Zur Milderung der vorhersehbaren Folgen der Krise muss die Bulgarische Regierung die Modernisierung der Infrastruktur des Landes, zum Beispiel den Bahn- und Straßenbau oder Umweltprojekte (Kläranlagen, usw.), vorantreiben und in die Ausbildung der Arbeitskräfte investieren. Daher sollten die Bulgarischen Behörden alles unternehmen, um die Realisierung der EU– finanzierten Projekte zu forcieren.

Die Regierung sollte diese schwierige Zeit auch dazu nutzen, um die Transparenz des Geschäftsumfelds zu verbessern  und die Effizienz der Staatsverwaltung zu erhöhen, damit diese den Unternehmen weniger Steine in den Weg legt. So würden auch mehr ausländische Investoren angezogen.

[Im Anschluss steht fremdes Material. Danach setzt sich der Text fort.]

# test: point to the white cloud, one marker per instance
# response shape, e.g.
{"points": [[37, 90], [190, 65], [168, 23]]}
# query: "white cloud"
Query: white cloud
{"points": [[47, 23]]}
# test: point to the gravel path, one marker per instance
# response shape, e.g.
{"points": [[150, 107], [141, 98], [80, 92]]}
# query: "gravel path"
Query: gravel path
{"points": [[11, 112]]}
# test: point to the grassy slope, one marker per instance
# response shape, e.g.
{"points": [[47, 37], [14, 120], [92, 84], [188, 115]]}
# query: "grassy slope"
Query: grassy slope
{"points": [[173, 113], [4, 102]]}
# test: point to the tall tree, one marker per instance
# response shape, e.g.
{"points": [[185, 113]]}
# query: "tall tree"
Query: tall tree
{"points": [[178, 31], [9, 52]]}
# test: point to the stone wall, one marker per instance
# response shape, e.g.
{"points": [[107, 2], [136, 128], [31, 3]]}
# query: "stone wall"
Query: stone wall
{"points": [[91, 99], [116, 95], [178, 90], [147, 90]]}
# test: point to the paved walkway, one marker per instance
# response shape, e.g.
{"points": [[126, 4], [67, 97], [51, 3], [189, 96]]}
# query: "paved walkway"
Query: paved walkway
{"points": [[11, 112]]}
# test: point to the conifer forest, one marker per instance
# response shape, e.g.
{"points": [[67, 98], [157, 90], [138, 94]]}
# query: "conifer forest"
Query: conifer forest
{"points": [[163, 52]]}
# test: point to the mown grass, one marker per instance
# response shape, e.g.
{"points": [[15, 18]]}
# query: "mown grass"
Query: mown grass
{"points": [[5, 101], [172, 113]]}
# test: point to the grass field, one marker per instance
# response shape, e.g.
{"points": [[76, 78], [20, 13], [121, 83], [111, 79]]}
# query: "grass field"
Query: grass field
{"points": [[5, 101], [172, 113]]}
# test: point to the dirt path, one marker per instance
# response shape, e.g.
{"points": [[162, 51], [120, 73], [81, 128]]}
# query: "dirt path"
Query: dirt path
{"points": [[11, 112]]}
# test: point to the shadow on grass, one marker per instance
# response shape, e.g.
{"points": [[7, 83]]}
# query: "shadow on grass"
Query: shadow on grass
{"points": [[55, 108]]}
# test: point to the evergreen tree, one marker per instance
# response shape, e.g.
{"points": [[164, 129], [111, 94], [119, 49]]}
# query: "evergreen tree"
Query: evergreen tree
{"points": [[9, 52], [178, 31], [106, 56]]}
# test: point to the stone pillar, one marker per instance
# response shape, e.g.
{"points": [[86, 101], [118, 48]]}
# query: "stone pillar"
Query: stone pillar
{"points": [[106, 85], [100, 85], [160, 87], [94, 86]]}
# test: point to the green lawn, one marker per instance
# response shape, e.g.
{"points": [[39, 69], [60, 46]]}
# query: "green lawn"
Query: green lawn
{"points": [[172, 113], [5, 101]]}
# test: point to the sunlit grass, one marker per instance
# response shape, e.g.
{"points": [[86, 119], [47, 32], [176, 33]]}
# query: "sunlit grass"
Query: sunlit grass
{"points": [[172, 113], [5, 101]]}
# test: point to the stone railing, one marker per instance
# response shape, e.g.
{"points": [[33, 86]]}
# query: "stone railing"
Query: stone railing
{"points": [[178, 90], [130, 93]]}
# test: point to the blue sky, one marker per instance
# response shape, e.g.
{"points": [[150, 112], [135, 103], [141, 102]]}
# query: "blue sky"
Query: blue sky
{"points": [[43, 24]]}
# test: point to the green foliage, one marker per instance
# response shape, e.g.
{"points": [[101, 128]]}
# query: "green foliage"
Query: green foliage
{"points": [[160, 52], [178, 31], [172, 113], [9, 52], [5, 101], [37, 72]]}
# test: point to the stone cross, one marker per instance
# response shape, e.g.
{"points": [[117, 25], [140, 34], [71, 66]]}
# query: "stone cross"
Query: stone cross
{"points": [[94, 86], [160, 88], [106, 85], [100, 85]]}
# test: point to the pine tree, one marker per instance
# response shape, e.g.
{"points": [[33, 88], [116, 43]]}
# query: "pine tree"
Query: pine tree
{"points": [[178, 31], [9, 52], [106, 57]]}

Die Krise kann durchaus zu einer Chance für die Gesundung bestimmter Wirtschaftssektoren werden, die in den vergangenen Jahren von Opportunisten überschwemmt worden sind: Personen ohne professionelle Einstellung können entlassen werden, was den Weg für bessere Dienstleistungen eröffnet, die in der Lage sind, das Vertrauen der Kunden zu erwerben.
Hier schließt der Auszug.